Michel de Montaigne (1533-1592) was one of the most influential humanists of the French Renaissance. His 1850 Essais (‘Essays’) established the essay as a literary genre.

First published in 1580, the book balances personal storytelling and intellectual knowledge in Montaigne’s signature essay format. His work inspired writers such as Jean-Jacques Rousseau, René Descartes, and Francis Bacon.

Montaigne’s profound writings covered a remarkably modern and diverse range topics including human action, child education and motivation.

9. Niccolo Machiavelli

Niccolo Machiavelli (1469-1527) was a Florentine political philosopher and statesman, whose work Il Principe (‘The Prince’) has earned him an image as an immoral cynic.

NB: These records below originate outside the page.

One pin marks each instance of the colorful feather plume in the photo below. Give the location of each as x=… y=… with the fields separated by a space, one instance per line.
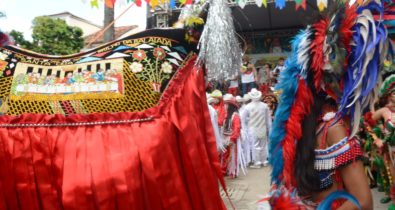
x=293 y=88
x=342 y=53
x=327 y=203
x=362 y=77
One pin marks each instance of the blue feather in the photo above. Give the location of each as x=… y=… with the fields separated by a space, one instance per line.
x=280 y=4
x=355 y=78
x=288 y=84
x=327 y=203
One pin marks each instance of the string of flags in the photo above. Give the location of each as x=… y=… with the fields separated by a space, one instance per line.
x=280 y=4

In his best-known book, Machiavelli outlined traits that would bolster power and influence in an effective leader. A new prince had to be shrewd, brutal, calculating and – when necessary – utterly immoral. In other words, “the ends justify the means.”

Machiavelli has often been called the father of modern political philosophy and political science. His ideas had a profound impact on political leaders throughout Europe, aided by the new technology of the printing press.

His writings were said to have influenced Henry VIII in his turn towards Protestantism, and is notable in political theorists including John Milton, Francis Bacon, Rousseau, Hume, Adam Smith and Descartes.

Portrait of Niccolò Machiavelli

Image Credit: Santi di Tito, Public domain, via Wikimedia Commons

10. William Shakespeare

While the Italian Renaissance was dominated by the visual arts, the Renaissance in England took place mainly in literature and music. Shakespeare (1564-1616) was a key figure of the English Renaissance.

While he was working in the theatre, the Renaissance was peaking in England. Shakespeare was one of the first playwrights to introduce the new openness and humanism of the movement to the theatre.

One of the most influential writers in the English language, Shakespeare wrote some of the finest and most famous works ever written.